First off, we need to pre-train BEHRT, which is done by applying Masked Language Modeling (MLM). This approach is pretty straightforward, in that we replace a percentage of the input tokens with '' tokens and we task the network with recovering the masked tokens. The intuition behind this is similar to the 'fill in the gaps' questions we got in school: In Autumn the ... fall from the trees. Most likely you instinctively know that the word we are missing is leaves. In a similar fashion by using MLM with BEHRT in the medical domain, we are forcing the network to learn some inherent understanding of the medical tokens.

The next step is to fine-tune pre-trained BEHRT. More specifically, we want to experiment with Mult-Task Learning (MTL) to see if we can achieve better performance than without MTL. Inspired by human learning abilities, the MTL learning paradigm aims to jointly learn multiple related tasks so that the knowledge contained in one task can be leveraged by other tasks, hoping to improve generalization performance of all tasks at hand. In a sense MTL can be seen as a form of data augmentation, where the labeled data in all tasks is aggregated. With more data, MTL should be able to learn more robust representations for all tasks, leading to better knowledge sharing among tasks, better performance of each task and a reduced risk of overfitting. The first auxiliary task we selected is the prediction of interventions. Interventions are actions a general practitioner can perform during a contact. This can range from a physical examination to prescribing a recipe or making an appointment for taking an x-ray. The second auxiliary task we selected is predicting whether or not a patient returns for the same health problem on another day.

Results

	Micro F1	Macro F1	Weighted F1	Acc@5	Acc@10	Cross-entropy Loss	Brier Score
CPC	0.3821	0.04285	0.2727	0.7711	0.8784	2.548	0.7598
LR	0.3779	0.05882	0.3156	0.7632	0.8702	2.338	0.7734
XGBoost	0.3951	0.05816	0.3147	0.7832	0.8815	2.332	0.7581
MLP	0.3821	0.05801	0.3158	0.7707	0.8801	2.241	0.7696
BEHRT	0.3930	0.05779	0.3203	0.7829	0.8846	2.178	0.7522
Multi-BEHRT	0.3944	0.05939	0.3197	0.7823	0.8847	2.170	0.7518

The scores for all models on the metrics are quite close to each other. Specifically, when compared to the simple CPC, we see that on most metrics the absolute differences in performance are not that large. Additionally, when looking at the overall low F1-macro scores, we can conclude that all models have difficulty in predicting more rare diagnoses. This can be attributed to the large class imbalance in the target diagnoses.

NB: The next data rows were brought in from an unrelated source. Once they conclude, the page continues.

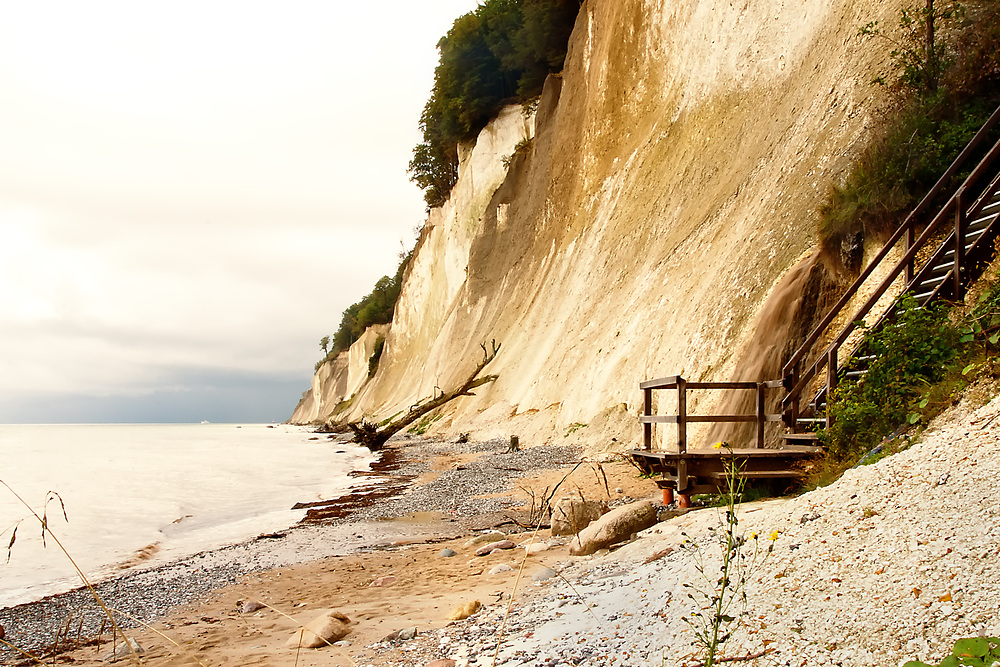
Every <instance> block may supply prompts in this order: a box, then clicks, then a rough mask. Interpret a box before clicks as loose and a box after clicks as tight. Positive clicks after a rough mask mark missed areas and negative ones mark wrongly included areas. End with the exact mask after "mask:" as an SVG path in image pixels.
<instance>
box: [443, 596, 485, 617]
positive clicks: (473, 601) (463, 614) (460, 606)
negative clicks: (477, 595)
mask: <svg viewBox="0 0 1000 667" xmlns="http://www.w3.org/2000/svg"><path fill="white" fill-rule="evenodd" d="M482 608H483V603H482V602H480V601H479V600H472V601H471V602H466V603H465V604H463V605H459V606H458V607H456V608H455V611H453V612H451V614H449V615H448V620H449V621H461V620H462V619H464V618H468V617H470V616H472V615H473V614H475V613H476V612H477V611H479V610H480V609H482Z"/></svg>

In terms of classification accuracy, our model achieves the overall highest F1-macro score. This indicates that our model outperforms all baselines in terms of predicting more rare diagnoses. Compared with the second best performance on both F1-micro and F1-weighted, we are able to conclude that our model is better than most baselines in both predicting common diagnoses, as well as more rare diagnoses.

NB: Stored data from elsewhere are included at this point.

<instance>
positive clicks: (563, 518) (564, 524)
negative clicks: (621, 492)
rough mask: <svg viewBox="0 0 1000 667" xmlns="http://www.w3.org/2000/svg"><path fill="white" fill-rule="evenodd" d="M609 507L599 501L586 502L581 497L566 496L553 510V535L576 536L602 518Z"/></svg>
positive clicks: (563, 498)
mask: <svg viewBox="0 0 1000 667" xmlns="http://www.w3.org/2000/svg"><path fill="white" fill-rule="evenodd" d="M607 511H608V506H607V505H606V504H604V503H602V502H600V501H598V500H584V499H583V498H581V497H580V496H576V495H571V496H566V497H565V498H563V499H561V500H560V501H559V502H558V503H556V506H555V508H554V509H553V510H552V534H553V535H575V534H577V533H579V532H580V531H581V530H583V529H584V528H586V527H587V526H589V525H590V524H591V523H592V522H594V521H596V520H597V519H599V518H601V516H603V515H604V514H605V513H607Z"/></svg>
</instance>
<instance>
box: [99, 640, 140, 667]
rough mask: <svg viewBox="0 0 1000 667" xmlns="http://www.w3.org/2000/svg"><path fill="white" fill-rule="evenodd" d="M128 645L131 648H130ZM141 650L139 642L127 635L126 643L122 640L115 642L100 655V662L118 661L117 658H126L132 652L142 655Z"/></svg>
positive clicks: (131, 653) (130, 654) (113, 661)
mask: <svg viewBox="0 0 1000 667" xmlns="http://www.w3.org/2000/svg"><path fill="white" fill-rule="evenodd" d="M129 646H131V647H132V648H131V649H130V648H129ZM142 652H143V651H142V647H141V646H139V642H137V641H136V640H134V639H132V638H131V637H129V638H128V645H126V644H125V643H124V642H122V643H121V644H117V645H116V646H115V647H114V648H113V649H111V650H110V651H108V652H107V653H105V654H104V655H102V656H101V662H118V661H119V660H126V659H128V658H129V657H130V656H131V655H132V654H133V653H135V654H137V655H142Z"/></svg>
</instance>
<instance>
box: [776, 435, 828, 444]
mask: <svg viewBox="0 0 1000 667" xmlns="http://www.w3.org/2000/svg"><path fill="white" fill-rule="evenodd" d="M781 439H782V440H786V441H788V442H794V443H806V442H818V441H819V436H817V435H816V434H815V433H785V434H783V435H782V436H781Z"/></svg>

In terms of probabilistic predictions, our model outperforms all baselines on both the cross-entropy loss as well as the Brier score. This means that the predicted probabilities are closest to the targets. Combined with the best performance on the top-10 accuracy, this indicates that in terms of performance, our model would be best suited for a clinical support system that predicts the top-10 diagnoses along with their probabilities.